Cenic et al. developed and administered a questionnaire to Canadian Neurosurgeons with questions relating to the management of chronic and subacute subdural hematoma. Our sampling frame included all neurosurgery members of the Canadian Neurosurgical Society.
Of 158 questionnaires, 120 were returned (response rate = 76%). The respondents were neurosurgeons with primarily adult clinical practices (108/120). Surgeons preferred one and two burr-hole craniostomy to craniotomy or twist-drill craniostomy as the procedure of choice for initial treatment of subdural hematoma (35.5% vs 49.5% vs 4.7% vs 9.3%, respectively). Craniotomy and two burr-holes were preferred for recurrent subdural hematomas (43.3% and 35.1%, respectively). Surgeons preferred irrigation of the subdural cavity (79.6%), use of a subdural drain (80.6%), and no use of anti-convulsants or corticosteroids (82.1% and 86.6%, respectively). We identified a lack of consensus with keeping patients supine following surgery and post-operative antibiotic use.
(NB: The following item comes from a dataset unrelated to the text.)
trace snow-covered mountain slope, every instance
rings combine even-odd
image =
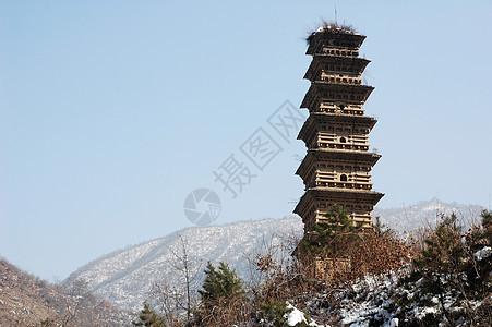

The survey has identified variations in practice patterns among Canadian Neurosurgeons with respect to treatment of subacute or chronic subdural hematoma (SDH). Our findings support the need for further prospective studies and clinical trials to resolve areas of discrepancies in clinical management and hence, standardize treatment regimens 5).
Since glucocorticoids have been used for treatment of cSDH in 1962 their role is still discussed controversially in lack of evident data. On the basis of the ascertained inflammation cycle in cSDH dexamethasone will be an ideal substance for a short lasting, concomitant treatment protocol.
A study is designed as a double-blind randomized placebo-controlled trial 820 patients who are operated for cSDH and from the age of 25 years are included after obtaining informed consent. They are randomized for administration of dexamethasone (16-16-12-12-8-4 mg/d) or placebo (maltodextrin) during the first 48 hours after surgery. The type I error is 5% and the type II error is 20%. The primary endpoint is the reoperation within 12 weeks postoperative.
This study tests whether dexamethasone administered over 6 days is a safe and potent agent in relapse prevention for evacuated cSDH 6).